Deze maand verscheen de publieksversie van zijn proefschrift: De schaduw van de zwarte hond. ‘De black dog is een bekende metafoor voor het fenomeen depressie. Zo duidde Winston Churchill zijn duistere buien met deze term aan.’ Er wordt enorm veel gesproken over depressie, zegt de psycholoog. Voetballer Andrés Iniesta openbaarde al eerder dat hij er aan leed. ‘Vorige week was het Depressiegala. Qmusic-dj Stephan Bouwman begon vorig jaar midden in een radio-uitzending over zijn depressie.’ 

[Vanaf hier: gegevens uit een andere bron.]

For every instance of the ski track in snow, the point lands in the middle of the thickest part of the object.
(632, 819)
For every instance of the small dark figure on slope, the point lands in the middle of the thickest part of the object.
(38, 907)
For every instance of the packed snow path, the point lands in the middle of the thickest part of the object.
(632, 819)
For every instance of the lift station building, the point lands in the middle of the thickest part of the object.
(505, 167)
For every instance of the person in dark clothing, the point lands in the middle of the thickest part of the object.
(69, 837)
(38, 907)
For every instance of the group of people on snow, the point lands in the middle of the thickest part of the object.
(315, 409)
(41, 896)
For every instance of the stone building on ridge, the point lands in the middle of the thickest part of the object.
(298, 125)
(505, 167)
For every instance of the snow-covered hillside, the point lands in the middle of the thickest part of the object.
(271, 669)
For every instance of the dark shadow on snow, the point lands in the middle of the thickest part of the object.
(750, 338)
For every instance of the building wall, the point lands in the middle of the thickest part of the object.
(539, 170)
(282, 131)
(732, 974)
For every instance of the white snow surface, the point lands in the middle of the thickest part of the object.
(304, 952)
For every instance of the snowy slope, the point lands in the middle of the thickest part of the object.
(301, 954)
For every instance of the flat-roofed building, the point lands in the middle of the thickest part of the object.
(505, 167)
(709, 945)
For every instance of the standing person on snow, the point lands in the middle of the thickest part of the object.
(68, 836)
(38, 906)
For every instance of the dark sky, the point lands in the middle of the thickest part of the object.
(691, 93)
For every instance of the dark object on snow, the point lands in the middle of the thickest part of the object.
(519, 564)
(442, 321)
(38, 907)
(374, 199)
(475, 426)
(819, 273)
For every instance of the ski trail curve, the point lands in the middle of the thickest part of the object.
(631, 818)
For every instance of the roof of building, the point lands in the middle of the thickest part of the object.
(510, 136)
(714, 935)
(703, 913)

Heerst er ook een depressie-epidemie onder studenten? Dat durft Van den Bergh niet te beamen. Het is volgens hem niet eens duidelijk waar we het precies over hebben. ‘Depressie is een containerbegrip geworden voor allerlei zaken: van somberheid tot burn-out. Het heersende idee is dat het in onze moderne tijd de keerzijde is van de Facebook en Instagram-gelukscultuur. We moeten actief en interactief, dynamisch en met de toekomst bezig zijn. Autonoom zijn, en toch midden tussen de mensen staan. Iemand die in een depressie zit, wil dat juist niet.’

Maar wat ervaren die mensen dan? ‘Vaak wordt gezegd: extreme somberheid. Maar die typering voldoet niet. Ze voelen juist vaak helemaal niets meer. Of vooral eenzaamheid. Je hoort dan: “Ik heb familie en veel vrienden en toch voel ik me dood- en doodeenzaam.”’

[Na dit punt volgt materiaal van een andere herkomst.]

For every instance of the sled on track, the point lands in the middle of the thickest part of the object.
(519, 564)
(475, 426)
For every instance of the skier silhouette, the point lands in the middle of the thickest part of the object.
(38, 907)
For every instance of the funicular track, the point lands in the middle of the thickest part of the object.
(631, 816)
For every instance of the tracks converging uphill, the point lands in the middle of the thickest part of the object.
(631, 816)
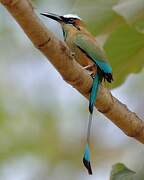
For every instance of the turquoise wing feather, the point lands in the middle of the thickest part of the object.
(91, 48)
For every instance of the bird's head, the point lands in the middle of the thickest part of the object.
(68, 19)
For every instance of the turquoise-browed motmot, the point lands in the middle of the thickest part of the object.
(91, 56)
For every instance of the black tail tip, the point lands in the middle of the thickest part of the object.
(87, 165)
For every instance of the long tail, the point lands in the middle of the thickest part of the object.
(93, 94)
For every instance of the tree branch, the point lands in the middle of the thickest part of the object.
(60, 56)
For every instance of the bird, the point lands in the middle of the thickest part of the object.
(88, 53)
(121, 172)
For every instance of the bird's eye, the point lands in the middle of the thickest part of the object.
(71, 21)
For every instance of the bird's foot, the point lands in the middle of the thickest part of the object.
(89, 67)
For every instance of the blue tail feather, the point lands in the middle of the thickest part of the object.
(86, 159)
(93, 93)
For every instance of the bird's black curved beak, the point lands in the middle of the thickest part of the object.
(53, 16)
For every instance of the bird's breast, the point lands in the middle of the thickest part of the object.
(79, 55)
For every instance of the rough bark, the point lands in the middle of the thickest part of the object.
(60, 56)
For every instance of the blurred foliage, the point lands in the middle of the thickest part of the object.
(32, 119)
(121, 172)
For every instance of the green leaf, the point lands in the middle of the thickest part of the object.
(121, 172)
(125, 50)
(132, 11)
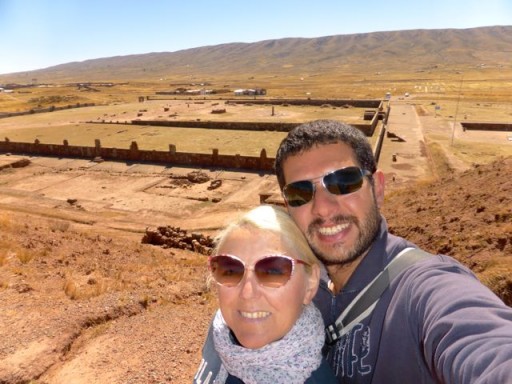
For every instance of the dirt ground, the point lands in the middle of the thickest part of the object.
(84, 301)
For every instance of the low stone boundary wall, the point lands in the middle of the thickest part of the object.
(475, 126)
(44, 110)
(212, 160)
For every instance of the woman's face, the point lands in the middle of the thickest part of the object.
(260, 315)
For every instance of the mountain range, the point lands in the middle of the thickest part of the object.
(397, 51)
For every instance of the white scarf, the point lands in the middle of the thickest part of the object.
(291, 359)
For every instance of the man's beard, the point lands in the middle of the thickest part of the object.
(339, 254)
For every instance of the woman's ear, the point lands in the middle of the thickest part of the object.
(313, 281)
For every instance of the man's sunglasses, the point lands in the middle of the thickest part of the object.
(340, 182)
(272, 271)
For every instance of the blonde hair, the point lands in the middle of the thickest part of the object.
(276, 220)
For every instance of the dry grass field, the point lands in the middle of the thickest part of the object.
(86, 302)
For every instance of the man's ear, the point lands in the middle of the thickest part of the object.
(379, 183)
(313, 282)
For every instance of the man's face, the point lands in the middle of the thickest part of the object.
(339, 228)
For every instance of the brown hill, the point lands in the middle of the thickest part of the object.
(413, 50)
(467, 216)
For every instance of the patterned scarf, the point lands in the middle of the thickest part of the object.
(291, 359)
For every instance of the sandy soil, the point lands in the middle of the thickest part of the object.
(85, 302)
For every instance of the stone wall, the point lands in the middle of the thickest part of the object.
(214, 160)
(486, 126)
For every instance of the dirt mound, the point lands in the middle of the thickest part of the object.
(467, 216)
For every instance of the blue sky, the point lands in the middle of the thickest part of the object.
(37, 34)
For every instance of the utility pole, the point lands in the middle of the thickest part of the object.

Van den Bergh is kritisch op hoe de gezondheidszorg depressie aanpakt. ‘In Nederland is het Diagnostic and Statistical Manual of Mental Disorders (DSM) een heel richtinggevend handboek in de geestelijke gezondheidszorg. Op basis van een lijst criteria in die bundel wordt vastgesteld om welke stoornis het gaat. Die DSM heeft een biomedische benadering: er moet een medische verklaring zijn. We manoeuvreren onszelf die medische kant op. Dat is ook wel prettig: “Ik heb iets wat heel erg verschrikkelijk is, als ik opsta wil ik niet meer aan mijn dag beginnen.” Dan is het wel handig als iemand vaststelt dat het aan de hersenen ligt en dat daar dan een medicijn voor is.’

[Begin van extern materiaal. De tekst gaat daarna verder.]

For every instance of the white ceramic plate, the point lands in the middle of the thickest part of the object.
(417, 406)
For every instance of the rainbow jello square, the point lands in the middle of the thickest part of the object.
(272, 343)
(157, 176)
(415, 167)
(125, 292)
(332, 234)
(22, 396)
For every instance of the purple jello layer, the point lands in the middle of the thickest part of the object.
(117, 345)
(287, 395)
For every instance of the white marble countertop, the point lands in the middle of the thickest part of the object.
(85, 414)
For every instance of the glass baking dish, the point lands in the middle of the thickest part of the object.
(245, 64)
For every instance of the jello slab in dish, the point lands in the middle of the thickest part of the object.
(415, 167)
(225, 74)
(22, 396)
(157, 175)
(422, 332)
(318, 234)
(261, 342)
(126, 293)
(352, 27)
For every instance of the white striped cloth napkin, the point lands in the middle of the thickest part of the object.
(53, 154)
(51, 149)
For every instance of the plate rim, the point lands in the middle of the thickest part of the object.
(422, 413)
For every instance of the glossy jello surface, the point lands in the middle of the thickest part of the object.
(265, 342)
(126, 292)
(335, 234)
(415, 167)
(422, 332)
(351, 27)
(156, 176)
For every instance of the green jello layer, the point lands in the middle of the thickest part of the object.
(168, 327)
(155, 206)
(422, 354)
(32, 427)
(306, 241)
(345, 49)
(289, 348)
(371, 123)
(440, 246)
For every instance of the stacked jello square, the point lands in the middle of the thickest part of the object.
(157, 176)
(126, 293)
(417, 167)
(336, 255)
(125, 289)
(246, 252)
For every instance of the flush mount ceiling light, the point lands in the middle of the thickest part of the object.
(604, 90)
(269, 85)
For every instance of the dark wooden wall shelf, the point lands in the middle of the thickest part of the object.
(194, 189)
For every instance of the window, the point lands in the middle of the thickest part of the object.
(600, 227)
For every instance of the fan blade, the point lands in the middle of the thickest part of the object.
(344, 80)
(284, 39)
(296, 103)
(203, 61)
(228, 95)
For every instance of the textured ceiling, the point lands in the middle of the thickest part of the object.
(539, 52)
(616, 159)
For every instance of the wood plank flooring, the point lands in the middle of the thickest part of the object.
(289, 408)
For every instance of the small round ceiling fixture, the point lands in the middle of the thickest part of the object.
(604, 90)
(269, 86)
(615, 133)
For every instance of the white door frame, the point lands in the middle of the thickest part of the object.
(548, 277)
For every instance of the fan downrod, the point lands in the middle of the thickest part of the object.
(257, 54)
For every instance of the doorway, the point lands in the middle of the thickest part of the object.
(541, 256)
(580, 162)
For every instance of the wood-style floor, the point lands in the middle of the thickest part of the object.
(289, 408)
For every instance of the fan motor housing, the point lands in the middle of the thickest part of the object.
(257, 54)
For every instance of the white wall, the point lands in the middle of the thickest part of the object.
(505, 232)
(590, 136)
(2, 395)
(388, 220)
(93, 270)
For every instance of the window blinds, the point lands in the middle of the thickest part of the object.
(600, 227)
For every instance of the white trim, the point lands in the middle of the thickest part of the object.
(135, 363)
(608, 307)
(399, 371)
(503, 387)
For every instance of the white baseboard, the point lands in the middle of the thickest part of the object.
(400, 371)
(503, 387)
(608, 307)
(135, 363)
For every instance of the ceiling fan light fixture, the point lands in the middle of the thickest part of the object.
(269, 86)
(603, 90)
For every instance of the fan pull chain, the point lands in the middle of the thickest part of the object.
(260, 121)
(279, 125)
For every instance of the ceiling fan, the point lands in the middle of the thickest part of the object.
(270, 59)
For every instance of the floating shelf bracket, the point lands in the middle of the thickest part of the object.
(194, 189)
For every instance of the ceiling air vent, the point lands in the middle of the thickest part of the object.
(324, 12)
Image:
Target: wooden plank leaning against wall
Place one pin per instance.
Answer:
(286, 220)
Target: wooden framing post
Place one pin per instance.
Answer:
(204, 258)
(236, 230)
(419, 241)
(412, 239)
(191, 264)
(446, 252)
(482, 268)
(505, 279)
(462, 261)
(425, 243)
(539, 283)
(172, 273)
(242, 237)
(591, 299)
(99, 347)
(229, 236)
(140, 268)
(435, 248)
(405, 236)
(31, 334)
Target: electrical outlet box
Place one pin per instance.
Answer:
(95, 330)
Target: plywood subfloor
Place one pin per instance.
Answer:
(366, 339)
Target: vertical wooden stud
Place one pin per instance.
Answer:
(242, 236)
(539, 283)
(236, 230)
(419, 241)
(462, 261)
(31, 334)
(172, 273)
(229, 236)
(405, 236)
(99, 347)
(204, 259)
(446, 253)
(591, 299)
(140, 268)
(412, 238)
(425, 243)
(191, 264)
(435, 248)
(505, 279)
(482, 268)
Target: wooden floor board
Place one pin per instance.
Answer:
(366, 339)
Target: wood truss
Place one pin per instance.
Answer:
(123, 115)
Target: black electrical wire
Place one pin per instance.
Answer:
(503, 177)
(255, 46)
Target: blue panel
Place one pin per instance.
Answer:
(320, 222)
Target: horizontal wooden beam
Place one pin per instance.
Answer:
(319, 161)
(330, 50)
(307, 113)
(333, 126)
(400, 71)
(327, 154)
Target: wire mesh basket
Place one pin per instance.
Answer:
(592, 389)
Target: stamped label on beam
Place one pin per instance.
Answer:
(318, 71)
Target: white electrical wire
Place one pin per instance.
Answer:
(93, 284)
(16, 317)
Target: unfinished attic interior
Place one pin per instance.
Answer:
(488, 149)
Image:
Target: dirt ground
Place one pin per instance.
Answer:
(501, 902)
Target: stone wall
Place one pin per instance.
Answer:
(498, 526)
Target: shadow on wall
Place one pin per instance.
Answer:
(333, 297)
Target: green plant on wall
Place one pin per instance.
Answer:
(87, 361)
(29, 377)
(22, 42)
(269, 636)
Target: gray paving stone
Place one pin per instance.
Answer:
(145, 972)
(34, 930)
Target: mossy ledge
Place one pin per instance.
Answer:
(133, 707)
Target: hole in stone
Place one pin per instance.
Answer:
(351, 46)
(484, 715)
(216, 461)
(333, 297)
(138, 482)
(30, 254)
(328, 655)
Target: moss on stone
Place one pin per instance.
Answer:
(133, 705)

Volgens Van den Bergh is depressie meer een ‘afstemmingsstoornis’. ‘Je kunt niet alleen actief zijn, maar moet af en toe ook kiezen voor passiviteit. Die afwisseling is tamelijk verstoord geraakt. We staan continu aan, zelfs ’s nachts. De wereld wordt niet meer helemaal uitgeschakeld. Dat verstoort je ritme en beïnvloedt de stemming. En juist de meest primaire toegang tot de wereld is stemming. Voor je gaat denken, voel je de omgeving al aan. 

'Je merkt het ook als je bijvoorbeeld een café binnenstapt. Je voelt de ruimte aan. Het is een prettige ervaring, of juist niet. Met al die dingen ben je onbewust steeds bezig. Je staat op. Je hebt een plan: naar college gaan of contact opnemen met vrienden. Daar doe je wel moeite voor, al lijkt dat vanzelf te gaan. Bij sommige mensen is dat proces grondig verstoord. Die voelen zich geen deel meer van dat geheel. Die krijgen elke keer dat ze wakker worden een dreun. Die hebben die connectie niet meer.’

Die verbanden opnieuw aanleggen is heel lastig. ‘De schrijver Johann Hari heeft ook aan depressie geleden en schreef daarover het boek Lost Connections. Hij geeft als voorbeeld dat mensen die zich rot voelen, de neiging hebben zichzelf te verwennen door iets leuks te kopen. Dat geeft even een fijn gevoel, maar daarna voel je je nog slechter. Iets leuks doen voor een vriend of een familielid werkt beter, ook al heb je daar eigenlijk helemaal geen zin in. Je doet dan twee dingen: Je bevestigt een connectie met die persoon, en doet deze ook nog een plezier. Zo kun je een eenzaam gevoel enigszins repareren.’